CGI::Application is a Perl framework intended to make it easier to create sophisticated, reusable Web-based applications. This module implements a methodology which can make Web software easier to design, easier to document, easier to write, and easier to evolve. CGI::Application builds on standard, non-proprietary technologies and techniques, such as the Common Gateway Interface and Lincoln D. Stein's excellent CGI.pm module. CGI::Application judiciously avoids employing technologies and techniques which would bind a developer to any one set of tools, operating system, or Web server.
Embperl gives you the power to embed Perl code in your HTML or XML/XSLT documents and the ability to build your Web site out of small reusable objects in an OO-style. It can also build taglibs and use caching. You can also take advantage of hundreds of Perl modules which have already been written for such tasks as database access to a growing number of database systems. Embperl has several features especially useful for creating HTML, including dynamic tables, formfield-processing, escaping/unescaping, session handling, and more. Embperl is a server-side tool, which means that it's browser-independent. It can run in various ways: under mod_perl, as a CGI script, or offline.

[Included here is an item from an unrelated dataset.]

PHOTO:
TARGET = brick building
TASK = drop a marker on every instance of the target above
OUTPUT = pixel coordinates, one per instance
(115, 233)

The HTML::Template module attempts to make using HTML templates simple and natural. It extends standard HTML with a few new tags for variables, loops, if/else blocks and includes. A file written with HTML and these new tags is called a template. Using this module you fill in the values for the variables and loops declared in the template. This allows you to seperate design (the HTML) from the data, which you generate in the Perl script. While there are many other HTML template systems available, this module is simple and fast. It doesn't try to reinvent Perl CGI, it just augments HTML with a few new and very useful abilities.
The Image::Size module for Perl provides a clean interface for fetching image dimensions (and type, when unknown) from graphics files in a wide variety of common formats. It is a pure Perl extension (no C or XS linking required) that has been tested on a variety of UNIX, Linux and BSD systems, as well as MacPerl and Windows ports of Perl. It was designed around and tuned for use in CGI application development, but is useful in other areas as well.
Jellybean is a Perl Object server that allows people to write custom applications following a simple interface and framework. It's conceptually similar to Zope, but has peer communication potential. It has its own tiny Web server which serves static pages, CGIs, or transforms URIs into method calls on objects, and allows users to create their own behavior.
QuickImage is an open-source utility for adding drawings and graphs to your Web applications. It was designed primarily for use with the SteelBlue Application Server, but is general enough to be used in many programming environments. The QuickImage package contains both Java classes that can draw images on the client's browser and a C++ program that can draw images on the Web server. They both interpret the same set of graphics commands, and you only need one version to add drawings to your Web applications.
The Sethi Family Guestbook is a multi-format guestbook script written as a single PHP file that requires no installation. It features page spanning, (optional) private comments, user-selection of number of entries per page to display, multiple guestbook formats (elegant, simple, or standard), and background color. No database is required. It supports image verification using random text as part of a CAPTCHA system. It also uses other techniques to foil spam robots. It supports multiple formats, mangled email display, and a fully customizable interface.